Shanghai’s Free Exchange Zone: an opportunity for foreign investors
By Alice Kantor
Free storage, free currency trade and flexible interest rates: many a businessman is considering the commercial perks of the Shanghai Free Exchange Zone.
The
Chinese government announced on Sep 27th the opening of a zone of
free trade in the autonomous region of Shanghai. The zone, a total of 92,000 square
feet, encompasses three areas: a part of Shanghai’s financial district, Pudong,
a coast on the region’s North border and Yangshan port, by the East Sea.
A trade haven
The
first goal of the zone is to attract commercial exchanges: goods are stored temporarily
until sold on the Asian market. Foreign businessmen can store and exchange
their products, free of charge and of control, for a specific amount of time. The
areas have been strategically placed on the Northern and the Eastern coastal
borders so as to facilitate import.
A financial haven
Competing with liberal Hong Kong,
a city made by foreign investment, Shanghai is intent on becoming the “golden
financial center” of the region.
The
second goal of the zone is to attract foreign investment: with progressive
liberalization of interest rates and free convertibility of the Yuan, the
country’s currency, Shanghai would become a financial haven for investors and
financial companies.
State-owned
corporations, responsible for 43% of the country’s industrial and business
profit at the end of 2011, according to Xinhua, have been consulted and Chinese
financial regulations have been loosened. Government officials now authorize
foreign capital banks and Chinese offshore operations to occur in the zone, making
investment very convenient for foreign venture capitalists. Citibank, one of
the world’s leading banks, has started setting up a branch there.
An experimental lab
The
free exchange zone has opened on Oct 1st. It will be a three-year
experiment. Introducing economic reforms and liberalization on a small scale
and in a contained zone is quite representative of China’s political doing.

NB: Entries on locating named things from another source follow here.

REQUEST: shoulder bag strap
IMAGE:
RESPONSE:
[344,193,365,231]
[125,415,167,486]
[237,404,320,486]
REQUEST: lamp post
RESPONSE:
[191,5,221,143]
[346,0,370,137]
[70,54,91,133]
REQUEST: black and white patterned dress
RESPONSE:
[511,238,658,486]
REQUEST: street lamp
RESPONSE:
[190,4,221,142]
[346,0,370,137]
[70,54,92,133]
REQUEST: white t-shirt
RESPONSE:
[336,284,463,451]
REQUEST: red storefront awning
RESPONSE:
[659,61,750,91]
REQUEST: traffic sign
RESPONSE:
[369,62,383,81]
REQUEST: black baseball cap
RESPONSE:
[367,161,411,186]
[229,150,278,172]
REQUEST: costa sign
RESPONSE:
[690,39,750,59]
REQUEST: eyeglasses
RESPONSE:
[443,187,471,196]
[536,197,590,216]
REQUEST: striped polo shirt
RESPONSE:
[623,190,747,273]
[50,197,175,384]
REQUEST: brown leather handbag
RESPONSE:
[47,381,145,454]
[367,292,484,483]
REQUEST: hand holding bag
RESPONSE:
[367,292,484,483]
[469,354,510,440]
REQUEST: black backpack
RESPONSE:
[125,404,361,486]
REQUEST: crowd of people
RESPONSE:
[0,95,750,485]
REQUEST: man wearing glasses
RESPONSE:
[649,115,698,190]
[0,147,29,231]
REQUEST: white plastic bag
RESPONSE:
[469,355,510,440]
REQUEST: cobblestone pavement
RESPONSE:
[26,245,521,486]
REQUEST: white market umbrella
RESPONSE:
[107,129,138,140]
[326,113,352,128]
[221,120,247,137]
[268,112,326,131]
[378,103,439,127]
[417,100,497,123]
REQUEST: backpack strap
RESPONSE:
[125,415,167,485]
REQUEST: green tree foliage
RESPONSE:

China had already experienced step-by-step reforms in the “special economic
zone” of Shenzhen in the 1990s. Experimenting this way, the government can contain
any negative effect the zone might have on the country’s economy and eventually
dismantle it, if it does not meet the Party’s expectations.
At
the Third Plenum, on Nov 8th, where future economic directives were
being discussed, Premier Li Keqiang mentioned the Shanghai exchange zone as an
active part of China’s efforts towards “an open market system”, an official communiqué
stated.
How the zone works
The
Shanghai Free Trade Zone takes on a new level of liberalization. It surpasses
the traditional “bonded system”, first implemented in China in 1987. The bonded
system requires that operations in a trade zone be supervised by the customs
service, but postpones payment of duties until after the products have left the
zone.
The
Shanghai system, on the other hand, lifts all authorities’ supervision and
requires no duties whatsoever.
·
A ticket is paid for registration.
· The zone has a free of charge
entrance policy. Operations like storing, processing and assembling goods are free
of charge.
·
To enter Chinese inner territory, a
fee must be paid.
·
Finally, no tax is paid when the
merchandise is carried out.
Political ambitions
It
seems that the launching of the Free Exchange Zone was partly due to Chinese
officials reacting to the advancement of the Trans-Pacific Partnership. The TPP,
launched in 2005, intends on bolstering North American-East Asian trade. In
parallel, the TTIP, the Transatlantic Trade and Investment Partnership, focuses
on exchanges between the US and Europe: neither one of those include China as a
commercial ally.
Excluded
from these agreements, the Chinese government has responded with the creation
of the competitive free exchange zone. The political strategy, announced but not
advertised by Party officials, is to buoy up the trade potential of Pacific
Asia. In that respect, the Shanghai zone should act as a center for Korean, Japanese
and Chinese commercial exchanges.
First investors
For
now, the deal has mostly attracted Western investors, who have availed
themselves of the boon. Whatever the political ambitions are, “the zone seems
like a great opportunity for business”, the CEO of Citibank China, Mr. Au, told
The Economist.
Overall,
some three dozens companies have registered, according to state media, and
international banks are considering opening offices. The Wall Street Journal
estimates that HSBC holdings should be testing the zone soon as well. Yet, the number
of companies registered should rise quickly in the next few months, as
officials clarify the zone’s regulations.